March 9, 2007 — -- Next week, by congressional mandate, you will probably stumble out of bed an hour early -- possibly, depending on your schedule, before dawn.

It's all in the name of saving energy. At least, that's what we were told.

Congress made daylight-saving time three weeks earlier this year. Proponents argued that the shift would reduce America's energy consumption during that period about 1 percent.

Will it work? Not very likely, say two young economists at the University of California at Berkeley.

More Evening Sun -- but Less in the Morning

Congress's logic was simple. If there's an extra hour of sunlight in the evening, people will turn on fewer lights. The Transportation Department once did a study saying daylight savings reduced America's use of oil by 100,000 barrels a day.

But Ryan Kellogg and Hendrik Wolff, who are working on their doctorates in economics, say the reduced need for light in the evening will likely be negated by the increased need in the early morning.

The folks in Washington apparently hadn't considered this. The daylight savings shift was a three-paragraph item in a 550-page energy bill in 2005. And that study from the Transportation Department? It's more than 30 years old.

Kellogg and Wolff came to their conclusion by studying Australia, where several states extended daylight-saving time (DST for short) by two months in 2000 to accommodate the Olympic Games in Sydney that year.

They compared electric demand in the state of Victoria, which extended DST, with its next-door neighbor, South Australia, which did not.

"Our results show that the extension failed to conserve electricity," they wrote.

"If it's dark enough in the morning that pretty much everyone has to turn on the lights," said co-author Kellogg, "what that means is that that increase in morning electricity consumption is going to be so big that it offsets any benefits we get from the extra light in the evening."

In fact, the two said, shifting Australians' clocks led to a tiny increase in power use.

"The response I've been getting when talking to people is, 'Well, why are we doing this if this doesn't save any energy?'" said Kellogg.

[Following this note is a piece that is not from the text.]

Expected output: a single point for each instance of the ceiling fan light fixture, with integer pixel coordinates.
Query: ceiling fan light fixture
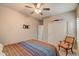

What Does It Mean for You?

Australia, of course, is not America, but the two researchers say their study is not a good sign. "While we cannot directly apply our results to other countries without adjustment for behavioral and climatic differences, this study raises concern that the U.S. is unlikely to see the anticipated energy conservation benefits from extending DST."

The Department of Energy is mindful of this. It has told the two Berkeley researchers it will respond to their study in coming weeks.

In the 2005 energy bill, Congress calls on the department to report whether energy consumption drops, as hoped, after the early start of DST. If not, the bill has a provision for the country to return to the old daylight savings calendar. Under the previous law, standardized in 1986, DST began on the first Sunday in April.

In the meantime, consumers and information-technology specialists are girding for the myriad hiccups that could happen because many computers, digital networks, hand-helds and other devices with clocks built in need to be updated. While no major disruptions are expected, one analyst estimated to ABC News that American companies were spending $2 billion checking and updating all those devices.

Will it pay off? Analysts say we won't know for sure until after the experiment is over.